CMA also benefits UNCW music students by offering them applied learning opportunities. Žeželj-Gualdi started a student teaching program within CMA for students to become teachers. She hopes to develop this program into a larger enterprise, eventually offering assistantships for students to further develop their skills in music education and performance. She instituted an internship program for students to help her run the academy and learn the business and administrative side of music.

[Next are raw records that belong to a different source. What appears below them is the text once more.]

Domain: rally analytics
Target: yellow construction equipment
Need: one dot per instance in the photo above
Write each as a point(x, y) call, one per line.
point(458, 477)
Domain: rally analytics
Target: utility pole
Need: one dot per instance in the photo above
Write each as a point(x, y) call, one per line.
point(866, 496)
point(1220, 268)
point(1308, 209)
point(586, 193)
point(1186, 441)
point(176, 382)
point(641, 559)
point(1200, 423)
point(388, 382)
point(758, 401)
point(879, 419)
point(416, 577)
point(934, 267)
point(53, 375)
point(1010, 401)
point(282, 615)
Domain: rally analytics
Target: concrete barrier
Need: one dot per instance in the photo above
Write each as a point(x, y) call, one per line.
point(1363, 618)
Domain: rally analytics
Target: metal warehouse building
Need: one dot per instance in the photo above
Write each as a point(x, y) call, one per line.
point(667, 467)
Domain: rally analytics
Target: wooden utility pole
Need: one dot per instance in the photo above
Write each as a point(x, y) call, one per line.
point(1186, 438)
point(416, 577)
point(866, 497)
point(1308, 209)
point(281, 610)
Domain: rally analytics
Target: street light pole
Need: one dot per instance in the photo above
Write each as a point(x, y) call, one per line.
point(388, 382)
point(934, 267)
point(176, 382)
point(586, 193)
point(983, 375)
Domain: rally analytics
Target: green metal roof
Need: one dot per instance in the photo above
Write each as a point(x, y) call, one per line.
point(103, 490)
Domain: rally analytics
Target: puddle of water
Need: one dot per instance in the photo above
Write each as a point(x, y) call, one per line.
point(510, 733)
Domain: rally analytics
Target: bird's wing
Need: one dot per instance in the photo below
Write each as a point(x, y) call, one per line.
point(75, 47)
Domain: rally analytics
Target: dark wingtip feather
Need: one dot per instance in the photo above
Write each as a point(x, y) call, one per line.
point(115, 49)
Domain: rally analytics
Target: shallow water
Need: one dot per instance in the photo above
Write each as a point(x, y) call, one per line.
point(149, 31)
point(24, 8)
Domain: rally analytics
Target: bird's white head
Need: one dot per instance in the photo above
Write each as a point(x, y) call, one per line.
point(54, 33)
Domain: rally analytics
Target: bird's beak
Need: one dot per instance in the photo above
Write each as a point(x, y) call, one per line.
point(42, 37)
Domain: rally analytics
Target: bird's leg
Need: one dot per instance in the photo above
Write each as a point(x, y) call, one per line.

“I have two student interns,” said Žeželj-Gualdi. “For them it is an amazing opportunity to learn how a nonprofit music organization or small business works behind the stage. They learn marketing, grants research and application, recruitment and outreach tools, development and project management. They also help me with web design and social site management.”
As part of CMA, community members get the opportunity to work with internationally renowned musicians like pianist Paolo Andre Gualdi. The academy puts on two student recitals every semester along with a spring benefit recital. In the future, Žeželj-Gualdi wants to establish satellite programs in local schools, and her ideas do not stop there.
“It’s ambitious, I know, but I would like it to grow into an international conservatory type of school,” she said. “I would like to see it grow to have outreach to incredible places like Carnegie Hall.”